The beauty of the NCAA tourney is that it gives those lower level teams (provided they took care of what they did have in front of them during their seasons) the opportunity they didn’t have before - to meet these power conference schools on an even playing field, to have the same chance as a Duke or UK or UConn to win a national championship, because they took the hand they were given and handled it well enough to earn that chance.
I miss the days of the A-10, MWC, OG CUSA (or even the early AAC?), even the Valley or occasionally the CAA all being able to get 3-4 teams in the field. Power conference consolidation has obviously killed most of that, with only the MWC hanging on as a usual multibid league. The further we drift from that playing field, the closer we get to the end of March Madness as we know it, and a tournament with just the power conference teams that won’t have the mystique, the intrigue, and most importantly the fairness traditional to this format.

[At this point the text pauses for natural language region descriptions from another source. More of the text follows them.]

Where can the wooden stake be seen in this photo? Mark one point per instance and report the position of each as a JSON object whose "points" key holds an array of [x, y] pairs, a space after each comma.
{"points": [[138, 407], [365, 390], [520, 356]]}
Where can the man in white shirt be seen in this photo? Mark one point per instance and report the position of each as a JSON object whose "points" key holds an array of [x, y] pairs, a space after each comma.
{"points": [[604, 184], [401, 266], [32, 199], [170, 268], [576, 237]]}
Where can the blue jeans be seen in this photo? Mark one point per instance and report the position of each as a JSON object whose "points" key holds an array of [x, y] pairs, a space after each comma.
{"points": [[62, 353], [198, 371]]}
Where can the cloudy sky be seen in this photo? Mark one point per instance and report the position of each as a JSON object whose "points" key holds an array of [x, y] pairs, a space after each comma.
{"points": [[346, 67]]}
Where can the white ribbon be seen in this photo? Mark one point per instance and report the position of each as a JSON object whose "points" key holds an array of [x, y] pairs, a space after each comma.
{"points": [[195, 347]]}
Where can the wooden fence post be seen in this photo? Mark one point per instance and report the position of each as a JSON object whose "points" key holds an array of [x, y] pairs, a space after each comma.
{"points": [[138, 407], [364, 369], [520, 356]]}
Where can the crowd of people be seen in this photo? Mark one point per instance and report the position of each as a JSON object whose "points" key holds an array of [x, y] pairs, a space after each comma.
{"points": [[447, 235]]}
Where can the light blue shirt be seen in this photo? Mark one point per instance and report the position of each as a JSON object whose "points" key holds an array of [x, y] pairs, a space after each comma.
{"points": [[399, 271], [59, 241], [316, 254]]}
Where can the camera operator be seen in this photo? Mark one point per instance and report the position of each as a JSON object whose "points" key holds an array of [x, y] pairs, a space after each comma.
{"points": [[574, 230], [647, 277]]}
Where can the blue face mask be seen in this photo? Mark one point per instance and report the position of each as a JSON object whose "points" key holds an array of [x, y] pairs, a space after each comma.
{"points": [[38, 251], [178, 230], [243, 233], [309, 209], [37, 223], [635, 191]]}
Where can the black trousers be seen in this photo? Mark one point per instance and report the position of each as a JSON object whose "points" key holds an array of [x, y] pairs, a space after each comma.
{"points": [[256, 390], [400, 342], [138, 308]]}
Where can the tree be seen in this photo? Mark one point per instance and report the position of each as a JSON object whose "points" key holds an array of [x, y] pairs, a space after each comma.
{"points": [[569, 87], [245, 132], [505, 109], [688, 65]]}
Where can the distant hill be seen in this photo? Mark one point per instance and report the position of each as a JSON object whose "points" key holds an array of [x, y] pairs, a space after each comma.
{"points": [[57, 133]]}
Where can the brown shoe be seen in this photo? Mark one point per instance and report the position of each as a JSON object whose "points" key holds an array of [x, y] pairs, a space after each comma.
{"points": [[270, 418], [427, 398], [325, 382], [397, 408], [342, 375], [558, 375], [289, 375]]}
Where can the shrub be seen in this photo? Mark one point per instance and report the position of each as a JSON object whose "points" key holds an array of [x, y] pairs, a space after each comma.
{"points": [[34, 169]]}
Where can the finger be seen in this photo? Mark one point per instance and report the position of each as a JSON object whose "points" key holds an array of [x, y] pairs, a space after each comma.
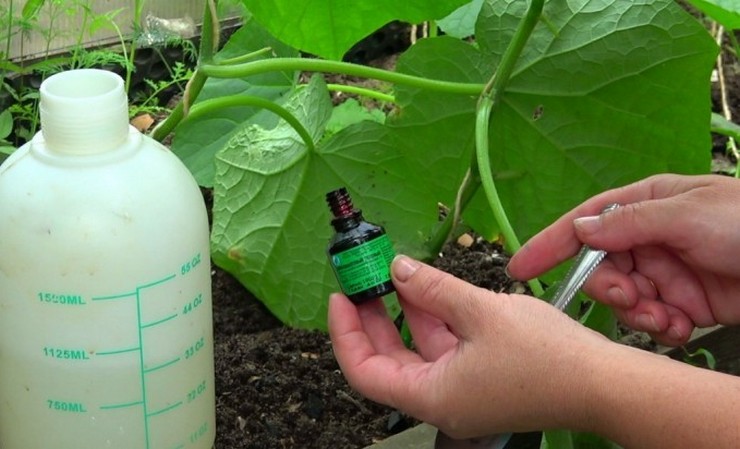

Miami vs. Auburn is really an interesting test for this. Those of you arguing for Auburn, sure, the numbers in a vacuum might favor you. But that misses the nuance of what Miami’s done this season, and their numbers (thanks to literally being undefeated) aren’t too bad, either. If a team can get in with 15 losses just because they went 3-14 in Q1 thanks to their opportunities over a team that literally went undefeated, mathematically unlikely no matter what kind of schedule you play, it’s another sign that our favorite (and the best) sporting event in the country is in its death knell.